Yes they do. You are an organism that survives on killing and eating other organisms. No matter what you do, you will kill a lot of animals and plants in your life. Growing meat unnaturally means killing more in the end.

In most cases deviating from a natural way of producing food is more destructive, you want beef steak, grow a cow on grassland and butcher it is going to be the least destrucktive to the enviroment. Mono cropping, to feed cell cultures is going to be inefficient, energy hungry and destrucktive.

Vegans kill a lot, we all do. They just deny it. Mono cropping is extremely destucktive.

In the end it all comes down to the laws of thermodynamics and entropy. We live on solar energy in the end, food is just a route to get the energy in our body’s. There is going to be a lot of killing involved one way or the other. Follow nature/the circle of life will change/destroy it the least.


#7

Isn’t it AMAZING how they don’t grasp that concept!


(UsedToBeT2D) #8

Humans generally screw things up without realizing it. Sometimes we are too smart for our own good.
Don’t fool with Mother Nature.


#9

too late right? but hey I say AMEN to your post! :100:


(Ethan) #10

The circle of life is referring to how animals and the environment work together. Cows grazing on grass (not grain) in rotation can simulate the same effect that wild herds of buffalo used to have. It trims the wild grass so that it grows better. It fertilizes it and prevents wildfires. There is a lot of land that can be used for grass, but not crops. If you grow grass there, you feed cows, and then cows feed us. We don’t need to waste as much land on crops. There is balance in life. What happens to lifestock if all meat is printed? You basically take them out of the equation and throw everything out of whack.


(Bacon is a many-splendoured thing) #11

Here are the arguments: Grasslands need ruminants in order to be healthy, since the grasses and the ruminants evolved together. Soil is in much better condition and is far less likely to erode and become desert when it is trampled and fertilised by ruminants.
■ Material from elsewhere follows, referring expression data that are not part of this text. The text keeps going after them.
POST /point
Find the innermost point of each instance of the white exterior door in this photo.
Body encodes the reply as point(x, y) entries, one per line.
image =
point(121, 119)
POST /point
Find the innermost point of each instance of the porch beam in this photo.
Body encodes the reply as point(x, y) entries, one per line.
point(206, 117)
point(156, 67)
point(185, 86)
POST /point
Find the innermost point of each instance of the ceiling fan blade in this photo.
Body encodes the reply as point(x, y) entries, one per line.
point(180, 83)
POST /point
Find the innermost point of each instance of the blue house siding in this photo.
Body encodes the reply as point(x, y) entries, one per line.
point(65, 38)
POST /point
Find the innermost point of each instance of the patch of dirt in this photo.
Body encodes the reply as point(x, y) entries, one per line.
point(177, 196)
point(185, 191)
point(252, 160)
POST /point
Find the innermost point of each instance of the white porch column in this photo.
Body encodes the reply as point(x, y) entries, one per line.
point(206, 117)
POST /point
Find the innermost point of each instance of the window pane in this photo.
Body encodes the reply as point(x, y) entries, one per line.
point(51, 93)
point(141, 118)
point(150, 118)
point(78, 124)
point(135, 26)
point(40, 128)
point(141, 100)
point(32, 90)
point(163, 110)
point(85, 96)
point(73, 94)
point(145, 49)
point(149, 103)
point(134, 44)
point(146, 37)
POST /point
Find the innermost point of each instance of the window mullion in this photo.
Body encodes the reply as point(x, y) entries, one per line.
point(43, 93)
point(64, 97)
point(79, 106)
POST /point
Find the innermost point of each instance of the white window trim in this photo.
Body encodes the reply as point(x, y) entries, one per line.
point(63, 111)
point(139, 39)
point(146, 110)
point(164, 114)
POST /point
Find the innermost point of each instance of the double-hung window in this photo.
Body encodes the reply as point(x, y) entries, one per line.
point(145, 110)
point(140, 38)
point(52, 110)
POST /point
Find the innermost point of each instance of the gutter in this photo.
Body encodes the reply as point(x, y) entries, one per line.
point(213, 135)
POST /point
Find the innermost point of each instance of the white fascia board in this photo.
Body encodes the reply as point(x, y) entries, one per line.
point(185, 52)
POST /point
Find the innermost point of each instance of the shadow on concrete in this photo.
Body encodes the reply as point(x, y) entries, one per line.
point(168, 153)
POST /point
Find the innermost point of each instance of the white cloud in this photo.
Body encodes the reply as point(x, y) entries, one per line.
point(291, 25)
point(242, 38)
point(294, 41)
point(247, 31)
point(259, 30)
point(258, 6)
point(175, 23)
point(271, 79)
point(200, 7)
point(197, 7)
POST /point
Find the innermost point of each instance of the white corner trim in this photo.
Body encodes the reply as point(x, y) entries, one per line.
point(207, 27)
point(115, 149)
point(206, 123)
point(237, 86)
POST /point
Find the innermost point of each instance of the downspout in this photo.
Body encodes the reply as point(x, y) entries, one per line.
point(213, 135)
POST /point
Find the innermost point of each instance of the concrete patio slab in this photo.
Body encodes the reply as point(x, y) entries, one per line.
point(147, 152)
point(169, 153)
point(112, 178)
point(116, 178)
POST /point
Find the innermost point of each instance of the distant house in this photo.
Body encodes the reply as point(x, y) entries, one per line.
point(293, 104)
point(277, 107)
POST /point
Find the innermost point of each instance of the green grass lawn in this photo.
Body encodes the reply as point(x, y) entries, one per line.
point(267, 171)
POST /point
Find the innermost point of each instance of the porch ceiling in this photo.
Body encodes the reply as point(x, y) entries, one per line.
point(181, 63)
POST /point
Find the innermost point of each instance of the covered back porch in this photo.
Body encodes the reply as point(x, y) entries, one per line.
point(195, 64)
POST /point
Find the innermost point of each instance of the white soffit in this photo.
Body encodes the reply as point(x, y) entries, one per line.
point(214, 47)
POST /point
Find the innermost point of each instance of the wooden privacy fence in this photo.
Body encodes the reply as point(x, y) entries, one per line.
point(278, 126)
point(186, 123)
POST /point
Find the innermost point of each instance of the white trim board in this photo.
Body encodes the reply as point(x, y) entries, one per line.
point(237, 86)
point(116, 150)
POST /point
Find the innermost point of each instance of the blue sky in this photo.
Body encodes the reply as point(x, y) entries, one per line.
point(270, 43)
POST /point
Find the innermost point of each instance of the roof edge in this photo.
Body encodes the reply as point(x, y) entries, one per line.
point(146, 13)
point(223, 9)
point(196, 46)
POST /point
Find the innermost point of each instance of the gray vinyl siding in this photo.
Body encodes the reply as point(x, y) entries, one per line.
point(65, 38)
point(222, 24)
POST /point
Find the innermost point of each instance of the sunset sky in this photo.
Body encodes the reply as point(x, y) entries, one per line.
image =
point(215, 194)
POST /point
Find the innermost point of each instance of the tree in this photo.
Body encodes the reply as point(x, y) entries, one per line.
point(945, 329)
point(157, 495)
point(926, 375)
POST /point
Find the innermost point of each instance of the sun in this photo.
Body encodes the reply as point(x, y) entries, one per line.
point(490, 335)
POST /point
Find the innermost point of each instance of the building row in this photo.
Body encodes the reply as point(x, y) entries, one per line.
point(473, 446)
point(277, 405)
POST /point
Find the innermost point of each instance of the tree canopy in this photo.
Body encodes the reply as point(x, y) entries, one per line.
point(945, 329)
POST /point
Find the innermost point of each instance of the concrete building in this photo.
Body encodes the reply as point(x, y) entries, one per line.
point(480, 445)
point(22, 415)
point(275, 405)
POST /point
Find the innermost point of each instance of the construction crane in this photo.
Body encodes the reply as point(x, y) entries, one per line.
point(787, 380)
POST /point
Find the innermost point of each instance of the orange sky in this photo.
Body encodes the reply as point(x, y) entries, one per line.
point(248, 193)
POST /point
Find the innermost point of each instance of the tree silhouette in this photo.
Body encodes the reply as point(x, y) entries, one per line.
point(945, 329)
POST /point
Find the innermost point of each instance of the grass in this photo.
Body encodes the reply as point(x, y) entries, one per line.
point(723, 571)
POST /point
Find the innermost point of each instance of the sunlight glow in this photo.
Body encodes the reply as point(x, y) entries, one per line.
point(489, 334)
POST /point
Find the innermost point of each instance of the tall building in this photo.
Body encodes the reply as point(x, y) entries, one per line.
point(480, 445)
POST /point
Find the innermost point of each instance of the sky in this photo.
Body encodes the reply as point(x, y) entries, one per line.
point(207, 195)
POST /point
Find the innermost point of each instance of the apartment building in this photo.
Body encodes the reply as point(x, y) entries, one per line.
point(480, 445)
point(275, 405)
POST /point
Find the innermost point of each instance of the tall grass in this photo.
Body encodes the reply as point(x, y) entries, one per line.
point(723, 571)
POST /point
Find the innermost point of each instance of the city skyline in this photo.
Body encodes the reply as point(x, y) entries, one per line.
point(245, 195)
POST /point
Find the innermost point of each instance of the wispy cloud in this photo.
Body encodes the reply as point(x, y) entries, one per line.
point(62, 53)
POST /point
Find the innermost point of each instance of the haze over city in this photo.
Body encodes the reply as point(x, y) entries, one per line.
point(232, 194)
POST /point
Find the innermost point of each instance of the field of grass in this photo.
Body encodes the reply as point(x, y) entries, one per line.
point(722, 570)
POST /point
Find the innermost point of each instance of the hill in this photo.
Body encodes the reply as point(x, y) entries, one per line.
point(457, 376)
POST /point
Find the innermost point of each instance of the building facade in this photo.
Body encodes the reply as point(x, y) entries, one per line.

Healthy soil provides habitats for innumerable small mammals and for many other species, as well. It can also be argued that becoming a food animal is good for a species, even though not for individual animals, since once a species becomes economically necessary, human beings go out of their way to preserve it.

It is not as though vegetarianism is any better. The tradeoff is killing multitudes of small mammals by turning over the soil for a monocrop, instead of killing a smaller number of larger animals. What is the value of a life? Does it depend on how cuddly the species is? Either way, animals die, so the morality is going to have to be put on some other basis.

It is possible, for example, to raise food animals humanely, kill them painlessly, and show reverence for their sacrifice. Far easier than gathering up the dead bodies of rodents and ground-nesting birds after ploughing up their habitat. Another consideration is that only a small percentage of agricultural land is suitable for crop-growing, and much of that land has been sold off to be built on. There is much more land available for raising ruminants, land which cannot be used for growing crops. (And it is often not suitable for building, either.)

And as far as the morality of using living things for food is concerned, what about killing plants for food? Don’t plant lives matter? I believe it was Arthur C. Clarke who, in one of his novels, imagined a society where people synthesised their food out of minerals and were ashamed of their vegetarian ancestors for taking lives in order to eat.